Affaire Sperisen: «On s’enferme entre l’arbitraire et l’impunité»

02.09.2024 19h39 Rédaction

Ce procès met en lumière la complexité pour Genève de juger des faits qui se sont déroulés à 9'000 kilomètres. La justice genevoise est-elle condamnée au discrédit? L’avocat en droit international Me Philippe Currat, nous livre son analyse.

Le 4e procès d’Erwin Sperisen s’est ouvert ce lundi 2 septembre à Genève. Pour Me Philippe Crrat, avocat spécialisé en droit international, «ce type d’affaire a le mérite de tester les limites de tout le système judiciaire». Il pointe le rôle des ONG, dédiées à la dénonciation de ces cas, la difficulté pour mener une enquête à l’étranger ou encore des problématiques de droit de fond. Un cas comme celui-ci appelle selon lui une formation et des moyens. «Vous ne pouvez pas appliquer les mêmes règles pour le petit deal de rue parce que l’on n’est pas du tout sur les mêmes enjeux. Il y a une différence de nature et pas seulement une différence de volume», explique-t-il.

Le dossier compte de nombreuses bizarreries, comme la condamnation d’Erwin Sperisen pour complicité avec une personne innocentée. «C’est le propre de ce type d’accusation, vous n’êtes jamais seul à commettre ce type d’infraction. Contrairement à des enquêtes pénales ordinaires où l’on part des faits pour déterminer qui est responsable, on part ici du dossier que l’on a sous la main et on essaye de rattacher à cette personne tout ce que l’on peut. Ça amène des difficultés colossales au niveau de la procédure.»
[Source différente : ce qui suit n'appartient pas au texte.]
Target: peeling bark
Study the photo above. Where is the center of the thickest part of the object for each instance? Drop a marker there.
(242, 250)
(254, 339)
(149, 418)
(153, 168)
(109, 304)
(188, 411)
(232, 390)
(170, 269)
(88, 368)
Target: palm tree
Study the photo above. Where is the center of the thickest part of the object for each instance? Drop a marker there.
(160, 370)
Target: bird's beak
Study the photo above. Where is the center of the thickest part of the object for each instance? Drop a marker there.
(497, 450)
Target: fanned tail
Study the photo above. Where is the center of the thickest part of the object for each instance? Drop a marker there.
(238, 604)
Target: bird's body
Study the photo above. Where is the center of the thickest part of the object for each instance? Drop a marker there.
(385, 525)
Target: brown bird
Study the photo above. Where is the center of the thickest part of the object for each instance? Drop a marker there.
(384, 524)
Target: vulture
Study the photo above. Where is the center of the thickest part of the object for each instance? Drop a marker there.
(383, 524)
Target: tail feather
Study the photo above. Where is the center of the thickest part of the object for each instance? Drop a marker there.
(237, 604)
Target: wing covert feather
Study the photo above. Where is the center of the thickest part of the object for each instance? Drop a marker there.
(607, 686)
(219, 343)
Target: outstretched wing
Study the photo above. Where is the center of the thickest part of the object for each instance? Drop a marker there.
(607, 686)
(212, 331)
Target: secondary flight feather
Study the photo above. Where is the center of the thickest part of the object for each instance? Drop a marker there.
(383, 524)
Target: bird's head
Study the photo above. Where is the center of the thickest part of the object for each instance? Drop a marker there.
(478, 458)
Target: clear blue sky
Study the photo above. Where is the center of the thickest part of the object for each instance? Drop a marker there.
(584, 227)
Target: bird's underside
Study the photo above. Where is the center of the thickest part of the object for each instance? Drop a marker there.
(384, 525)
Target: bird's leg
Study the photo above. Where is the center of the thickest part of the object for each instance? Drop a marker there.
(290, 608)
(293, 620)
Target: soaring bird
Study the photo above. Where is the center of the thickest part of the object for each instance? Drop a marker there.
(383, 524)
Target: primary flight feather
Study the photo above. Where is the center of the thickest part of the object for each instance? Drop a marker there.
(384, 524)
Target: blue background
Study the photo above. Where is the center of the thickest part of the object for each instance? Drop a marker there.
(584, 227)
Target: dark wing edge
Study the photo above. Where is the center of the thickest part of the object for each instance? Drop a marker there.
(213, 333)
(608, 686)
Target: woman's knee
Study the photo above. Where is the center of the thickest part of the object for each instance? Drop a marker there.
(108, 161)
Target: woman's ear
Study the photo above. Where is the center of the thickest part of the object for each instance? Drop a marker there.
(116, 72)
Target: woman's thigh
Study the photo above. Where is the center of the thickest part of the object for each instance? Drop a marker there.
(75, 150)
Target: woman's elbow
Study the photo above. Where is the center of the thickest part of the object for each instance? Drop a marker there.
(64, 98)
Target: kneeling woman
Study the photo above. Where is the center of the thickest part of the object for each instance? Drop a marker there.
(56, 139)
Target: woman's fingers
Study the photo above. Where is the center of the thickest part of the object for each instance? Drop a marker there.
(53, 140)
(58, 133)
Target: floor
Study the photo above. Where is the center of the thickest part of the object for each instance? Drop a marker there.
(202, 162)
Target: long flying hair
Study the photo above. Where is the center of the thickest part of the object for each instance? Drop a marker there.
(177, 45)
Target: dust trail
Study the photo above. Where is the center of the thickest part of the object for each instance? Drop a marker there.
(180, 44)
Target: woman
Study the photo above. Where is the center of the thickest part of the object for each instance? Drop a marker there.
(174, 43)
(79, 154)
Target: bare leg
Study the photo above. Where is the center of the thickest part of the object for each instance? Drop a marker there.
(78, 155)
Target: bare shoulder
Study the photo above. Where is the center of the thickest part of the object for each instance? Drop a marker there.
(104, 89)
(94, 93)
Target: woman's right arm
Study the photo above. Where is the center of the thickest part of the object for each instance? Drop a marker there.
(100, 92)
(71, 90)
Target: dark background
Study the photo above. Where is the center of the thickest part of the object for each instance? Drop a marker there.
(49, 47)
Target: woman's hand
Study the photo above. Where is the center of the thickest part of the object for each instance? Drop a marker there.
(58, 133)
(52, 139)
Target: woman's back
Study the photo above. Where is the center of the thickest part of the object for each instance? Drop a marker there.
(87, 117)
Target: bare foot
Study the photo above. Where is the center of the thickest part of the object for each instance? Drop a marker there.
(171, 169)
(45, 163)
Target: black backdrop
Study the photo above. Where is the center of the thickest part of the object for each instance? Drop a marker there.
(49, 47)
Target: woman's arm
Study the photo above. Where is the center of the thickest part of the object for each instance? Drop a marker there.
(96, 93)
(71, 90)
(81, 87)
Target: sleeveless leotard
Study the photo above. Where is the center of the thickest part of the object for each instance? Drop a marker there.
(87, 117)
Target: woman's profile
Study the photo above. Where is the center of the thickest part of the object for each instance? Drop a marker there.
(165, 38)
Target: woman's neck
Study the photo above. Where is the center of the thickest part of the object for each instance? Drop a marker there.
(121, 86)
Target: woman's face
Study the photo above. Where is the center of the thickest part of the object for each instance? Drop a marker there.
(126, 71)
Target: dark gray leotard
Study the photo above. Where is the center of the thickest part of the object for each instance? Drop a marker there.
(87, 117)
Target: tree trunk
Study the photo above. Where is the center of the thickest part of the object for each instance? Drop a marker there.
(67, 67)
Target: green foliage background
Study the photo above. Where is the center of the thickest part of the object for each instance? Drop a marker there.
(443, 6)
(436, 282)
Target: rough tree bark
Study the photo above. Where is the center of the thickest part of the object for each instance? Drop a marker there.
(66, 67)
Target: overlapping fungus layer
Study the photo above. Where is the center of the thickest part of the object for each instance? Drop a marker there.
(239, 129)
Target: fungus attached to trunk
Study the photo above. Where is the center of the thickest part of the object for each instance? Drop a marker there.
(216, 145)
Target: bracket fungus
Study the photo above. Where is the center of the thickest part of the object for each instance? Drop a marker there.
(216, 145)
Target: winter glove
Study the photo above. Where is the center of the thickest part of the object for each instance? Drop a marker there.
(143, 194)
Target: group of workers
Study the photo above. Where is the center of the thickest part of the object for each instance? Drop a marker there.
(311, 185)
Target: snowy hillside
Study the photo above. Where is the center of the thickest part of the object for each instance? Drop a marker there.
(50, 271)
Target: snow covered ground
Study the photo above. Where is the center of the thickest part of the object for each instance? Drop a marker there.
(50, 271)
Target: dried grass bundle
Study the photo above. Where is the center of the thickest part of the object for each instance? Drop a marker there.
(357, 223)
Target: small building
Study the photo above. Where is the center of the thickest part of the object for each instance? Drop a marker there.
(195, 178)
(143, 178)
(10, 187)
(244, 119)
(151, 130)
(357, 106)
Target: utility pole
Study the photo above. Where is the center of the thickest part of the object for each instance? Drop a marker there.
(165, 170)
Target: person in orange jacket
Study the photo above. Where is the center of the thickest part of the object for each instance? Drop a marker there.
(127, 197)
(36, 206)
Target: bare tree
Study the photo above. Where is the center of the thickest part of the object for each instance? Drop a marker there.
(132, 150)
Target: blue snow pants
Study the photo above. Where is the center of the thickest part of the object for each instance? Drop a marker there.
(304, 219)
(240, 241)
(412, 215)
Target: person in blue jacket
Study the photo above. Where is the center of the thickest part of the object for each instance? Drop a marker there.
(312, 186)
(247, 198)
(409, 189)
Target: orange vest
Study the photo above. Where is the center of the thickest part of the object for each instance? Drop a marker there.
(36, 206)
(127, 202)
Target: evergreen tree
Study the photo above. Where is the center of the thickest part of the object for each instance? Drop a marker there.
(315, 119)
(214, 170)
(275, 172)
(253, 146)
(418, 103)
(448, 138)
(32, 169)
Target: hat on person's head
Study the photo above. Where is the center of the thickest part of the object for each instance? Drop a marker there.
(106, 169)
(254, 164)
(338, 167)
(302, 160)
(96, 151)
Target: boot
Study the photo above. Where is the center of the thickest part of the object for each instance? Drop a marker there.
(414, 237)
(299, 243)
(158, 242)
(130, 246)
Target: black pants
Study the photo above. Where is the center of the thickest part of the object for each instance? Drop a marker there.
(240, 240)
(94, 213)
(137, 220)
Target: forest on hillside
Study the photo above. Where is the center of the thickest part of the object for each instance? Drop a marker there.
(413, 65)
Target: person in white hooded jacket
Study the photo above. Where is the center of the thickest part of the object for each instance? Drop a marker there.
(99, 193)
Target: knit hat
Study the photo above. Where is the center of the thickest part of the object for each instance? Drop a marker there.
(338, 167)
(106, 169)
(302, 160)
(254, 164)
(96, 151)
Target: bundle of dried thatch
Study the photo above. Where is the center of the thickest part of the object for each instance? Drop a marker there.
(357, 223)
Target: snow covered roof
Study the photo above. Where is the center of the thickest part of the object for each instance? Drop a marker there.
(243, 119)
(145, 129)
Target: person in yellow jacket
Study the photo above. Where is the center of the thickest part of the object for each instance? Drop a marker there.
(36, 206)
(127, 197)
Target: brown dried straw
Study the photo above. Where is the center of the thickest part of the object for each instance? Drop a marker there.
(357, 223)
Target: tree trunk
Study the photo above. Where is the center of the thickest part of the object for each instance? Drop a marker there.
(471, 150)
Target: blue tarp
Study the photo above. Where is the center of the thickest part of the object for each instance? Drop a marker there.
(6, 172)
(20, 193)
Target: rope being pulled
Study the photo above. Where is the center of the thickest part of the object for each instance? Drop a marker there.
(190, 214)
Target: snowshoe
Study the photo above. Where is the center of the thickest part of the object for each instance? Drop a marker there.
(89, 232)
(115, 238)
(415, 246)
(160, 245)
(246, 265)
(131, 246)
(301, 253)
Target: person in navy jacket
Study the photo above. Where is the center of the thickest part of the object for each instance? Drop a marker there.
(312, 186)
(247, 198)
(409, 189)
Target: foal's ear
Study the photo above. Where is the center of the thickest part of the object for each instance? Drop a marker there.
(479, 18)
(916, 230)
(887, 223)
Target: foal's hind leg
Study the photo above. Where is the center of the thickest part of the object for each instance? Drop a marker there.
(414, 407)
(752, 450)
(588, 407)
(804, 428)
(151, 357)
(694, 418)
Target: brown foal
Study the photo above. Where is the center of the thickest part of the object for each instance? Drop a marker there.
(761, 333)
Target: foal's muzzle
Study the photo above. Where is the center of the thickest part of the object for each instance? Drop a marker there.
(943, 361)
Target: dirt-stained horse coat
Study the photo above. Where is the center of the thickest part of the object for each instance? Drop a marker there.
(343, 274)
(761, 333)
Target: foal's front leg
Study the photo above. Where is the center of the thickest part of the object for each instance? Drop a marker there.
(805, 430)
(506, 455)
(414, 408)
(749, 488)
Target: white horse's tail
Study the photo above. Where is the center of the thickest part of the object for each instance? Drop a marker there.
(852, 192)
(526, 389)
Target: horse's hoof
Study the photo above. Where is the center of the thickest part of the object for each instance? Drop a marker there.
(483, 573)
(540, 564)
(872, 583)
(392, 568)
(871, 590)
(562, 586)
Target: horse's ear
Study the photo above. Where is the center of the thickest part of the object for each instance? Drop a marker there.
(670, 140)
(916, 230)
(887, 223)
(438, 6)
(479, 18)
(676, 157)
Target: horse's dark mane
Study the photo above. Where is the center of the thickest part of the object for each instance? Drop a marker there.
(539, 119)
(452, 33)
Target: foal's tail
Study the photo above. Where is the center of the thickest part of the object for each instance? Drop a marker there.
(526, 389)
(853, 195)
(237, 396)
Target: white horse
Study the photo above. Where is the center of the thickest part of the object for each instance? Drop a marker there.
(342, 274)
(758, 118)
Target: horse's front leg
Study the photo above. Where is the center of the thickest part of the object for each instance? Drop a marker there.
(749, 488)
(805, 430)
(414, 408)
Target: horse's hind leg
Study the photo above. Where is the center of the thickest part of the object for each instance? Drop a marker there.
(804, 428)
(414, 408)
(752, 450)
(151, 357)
Témoins fantômes: «C’est quelque chose que l’on a déjà rencontré» 

Il y a également cette témoin fantôme. Une mère d’un détenu qui avait péri lors de l’opération de Pavon et disait à notre confrère Arnaud Bédat qu’elle ne savait pas pourquoi elle s’était retrouvée du côté de l’accusation dans la procédure, sans connaître non plus son avocate. Elle dit, à l’inverse, qu’on lui a présenté un papier à signer en échange d’un dédommagement. «C’est quelque chose que l’on a déjà rencontré dans les procès devant la Cour pénale internationale, glisse Me Philippe Curat. Quand vous êtes nommé pour représenter 1'500 victimes, vous n’avez pas le temps de les rencontrer individuellement et on se retrouver parfois avec ce genre de situation.»

L’avocat appelle à interroger le rôle des ONG, car le travail d’enquête peut être compliqué par les autorités des pays où les faits ont été commis. Bien que ces ONG font un travail «remarquable et nécessaire» selon lui, elles restent des entités privées qui «n’offrent pas de preuves exploitables sans vérification». Pour l’avocat, «on s’enferme entre l’arbitraire et l’impunité. Il faut, lorsque l’on n’a pas les preuves suffisantes pour fonder une intime conviction au-delà de tout doute raisonnable que la personne est coupable, avoir le courage d’acquitter.»